The defaults are meant to be useful without heavy configuration. If your source files are named clearly, Open BrandKit should infer a good first version.

Asset Variant Colors

In the social banner generator, the "Color" control selects a mark file. It does not recolor the artwork.

That means a logo like this:

acme-logo.svg
acme-logo-blue.svg
acme-logo-white.svg

becomes three selectable logo variants. Open BrandKit uses filename hints and SVG fill colors to choose reasonable color dots for those options.

Deploy

Commit the generated files and deploy your site as usual.

On Vercel, /brandkit works like any other Next.js route once the files are in the repo.

If the deployed page appears unstyled, make sure the deployed app is using the same Tailwind scan/source change that worked locally. Open BrandKit's styles are compiled by the host app, not loaded from a separate stylesheet.

License

Open BrandKit is source-available.

You may use it commercially in your own projects, internal company work, client work, agency projects, websites, and products.

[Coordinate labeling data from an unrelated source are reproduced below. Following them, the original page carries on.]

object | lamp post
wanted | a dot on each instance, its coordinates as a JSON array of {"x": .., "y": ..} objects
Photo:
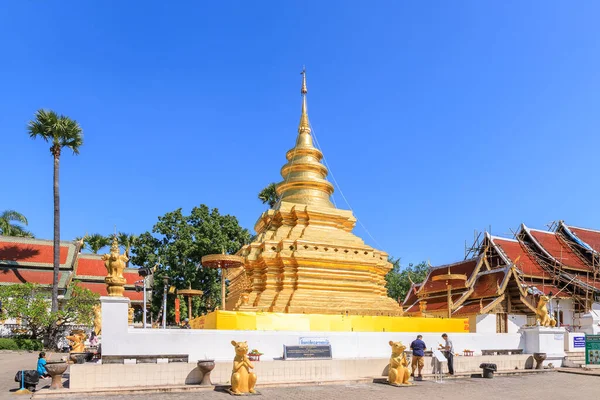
[
  {"x": 166, "y": 282},
  {"x": 222, "y": 261},
  {"x": 144, "y": 273}
]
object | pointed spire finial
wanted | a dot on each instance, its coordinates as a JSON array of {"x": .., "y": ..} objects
[{"x": 304, "y": 124}]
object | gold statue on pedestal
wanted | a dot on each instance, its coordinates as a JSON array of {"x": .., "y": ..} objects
[
  {"x": 399, "y": 373},
  {"x": 242, "y": 380},
  {"x": 77, "y": 341},
  {"x": 543, "y": 317},
  {"x": 115, "y": 265},
  {"x": 97, "y": 319},
  {"x": 305, "y": 258}
]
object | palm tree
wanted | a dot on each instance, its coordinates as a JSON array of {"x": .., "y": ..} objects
[
  {"x": 61, "y": 131},
  {"x": 8, "y": 227},
  {"x": 269, "y": 195},
  {"x": 96, "y": 241},
  {"x": 127, "y": 241}
]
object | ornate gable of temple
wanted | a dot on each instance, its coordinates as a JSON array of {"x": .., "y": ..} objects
[
  {"x": 30, "y": 260},
  {"x": 563, "y": 263},
  {"x": 305, "y": 258}
]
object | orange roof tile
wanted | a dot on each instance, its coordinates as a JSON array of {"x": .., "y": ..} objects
[
  {"x": 466, "y": 267},
  {"x": 558, "y": 250},
  {"x": 514, "y": 250}
]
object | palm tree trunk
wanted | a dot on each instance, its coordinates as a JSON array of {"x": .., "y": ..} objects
[{"x": 56, "y": 235}]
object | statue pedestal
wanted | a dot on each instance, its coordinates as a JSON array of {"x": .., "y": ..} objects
[
  {"x": 539, "y": 339},
  {"x": 115, "y": 312}
]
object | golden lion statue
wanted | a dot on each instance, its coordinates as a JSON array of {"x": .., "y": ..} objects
[
  {"x": 242, "y": 380},
  {"x": 398, "y": 369},
  {"x": 543, "y": 317}
]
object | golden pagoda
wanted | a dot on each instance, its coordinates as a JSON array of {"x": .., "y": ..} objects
[{"x": 305, "y": 258}]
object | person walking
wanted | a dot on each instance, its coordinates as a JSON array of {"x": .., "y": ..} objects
[
  {"x": 418, "y": 348},
  {"x": 449, "y": 353}
]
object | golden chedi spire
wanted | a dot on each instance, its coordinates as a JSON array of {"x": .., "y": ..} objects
[
  {"x": 305, "y": 258},
  {"x": 304, "y": 175}
]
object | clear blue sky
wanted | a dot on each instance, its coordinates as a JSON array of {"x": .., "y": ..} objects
[{"x": 437, "y": 118}]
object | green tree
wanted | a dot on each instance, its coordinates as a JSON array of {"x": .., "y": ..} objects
[
  {"x": 126, "y": 241},
  {"x": 177, "y": 244},
  {"x": 29, "y": 302},
  {"x": 96, "y": 242},
  {"x": 269, "y": 195},
  {"x": 10, "y": 221},
  {"x": 62, "y": 132},
  {"x": 398, "y": 280}
]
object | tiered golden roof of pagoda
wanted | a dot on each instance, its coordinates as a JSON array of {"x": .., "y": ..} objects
[{"x": 305, "y": 258}]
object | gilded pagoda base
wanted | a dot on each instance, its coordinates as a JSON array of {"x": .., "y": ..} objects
[{"x": 266, "y": 321}]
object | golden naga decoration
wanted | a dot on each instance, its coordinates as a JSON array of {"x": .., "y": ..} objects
[
  {"x": 543, "y": 317},
  {"x": 97, "y": 319},
  {"x": 305, "y": 258},
  {"x": 399, "y": 373},
  {"x": 242, "y": 380},
  {"x": 77, "y": 339},
  {"x": 115, "y": 265}
]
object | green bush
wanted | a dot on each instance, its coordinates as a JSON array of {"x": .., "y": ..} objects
[{"x": 21, "y": 344}]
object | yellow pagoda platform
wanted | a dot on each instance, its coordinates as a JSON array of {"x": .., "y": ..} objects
[
  {"x": 305, "y": 258},
  {"x": 268, "y": 321}
]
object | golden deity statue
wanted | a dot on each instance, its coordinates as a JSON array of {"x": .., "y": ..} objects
[
  {"x": 398, "y": 369},
  {"x": 242, "y": 380},
  {"x": 115, "y": 265},
  {"x": 544, "y": 318},
  {"x": 97, "y": 319},
  {"x": 305, "y": 258},
  {"x": 77, "y": 341}
]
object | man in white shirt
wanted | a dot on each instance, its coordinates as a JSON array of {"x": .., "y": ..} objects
[{"x": 449, "y": 353}]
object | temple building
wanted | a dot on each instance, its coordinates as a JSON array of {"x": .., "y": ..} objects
[
  {"x": 498, "y": 288},
  {"x": 24, "y": 260},
  {"x": 305, "y": 258}
]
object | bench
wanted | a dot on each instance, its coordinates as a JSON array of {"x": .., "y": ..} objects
[
  {"x": 146, "y": 359},
  {"x": 501, "y": 352}
]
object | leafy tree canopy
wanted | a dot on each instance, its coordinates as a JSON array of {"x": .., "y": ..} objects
[
  {"x": 177, "y": 244},
  {"x": 29, "y": 302},
  {"x": 10, "y": 224},
  {"x": 398, "y": 279},
  {"x": 269, "y": 195}
]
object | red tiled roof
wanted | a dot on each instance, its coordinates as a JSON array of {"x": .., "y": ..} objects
[
  {"x": 90, "y": 265},
  {"x": 466, "y": 267},
  {"x": 434, "y": 304},
  {"x": 559, "y": 250},
  {"x": 100, "y": 288},
  {"x": 487, "y": 284},
  {"x": 411, "y": 296},
  {"x": 21, "y": 275},
  {"x": 30, "y": 252},
  {"x": 473, "y": 307},
  {"x": 526, "y": 263},
  {"x": 590, "y": 237}
]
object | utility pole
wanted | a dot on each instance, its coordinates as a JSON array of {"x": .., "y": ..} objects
[{"x": 166, "y": 282}]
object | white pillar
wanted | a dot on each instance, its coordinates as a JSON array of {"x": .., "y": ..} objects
[{"x": 115, "y": 311}]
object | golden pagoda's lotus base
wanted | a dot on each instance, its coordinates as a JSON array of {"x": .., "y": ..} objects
[{"x": 267, "y": 321}]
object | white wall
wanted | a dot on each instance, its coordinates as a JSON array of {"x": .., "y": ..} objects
[
  {"x": 119, "y": 339},
  {"x": 515, "y": 322},
  {"x": 486, "y": 323}
]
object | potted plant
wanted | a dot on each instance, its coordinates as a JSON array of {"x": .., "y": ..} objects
[{"x": 254, "y": 355}]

You may charge for services, implementation, design, hosting, or client work that uses Open BrandKit as part of a larger project.

You may not sell, sublicense, repackage, redistribute, publish, or offer Open BrandKit itself as a standalone product, competing package, hosted installer, template marketplace item, or software-as-a-service product whose value derives primarily from Open BrandKit.

See LICENSE for the full terms.

Status

Open BrandKit is early alpha software. The main path today is:

existing Next.js app + local brand assets -> generated /brandkit page

If you want to pin the alpha dist-tag explicitly, use open-brandkit@alpha.

Up Next

Additional installation paths are planned, including Astro and other static or framework-specific setups. For now, the public installer is intentionally focused on Next.js App Router projects so the generated brand kit matches the full interactive experience.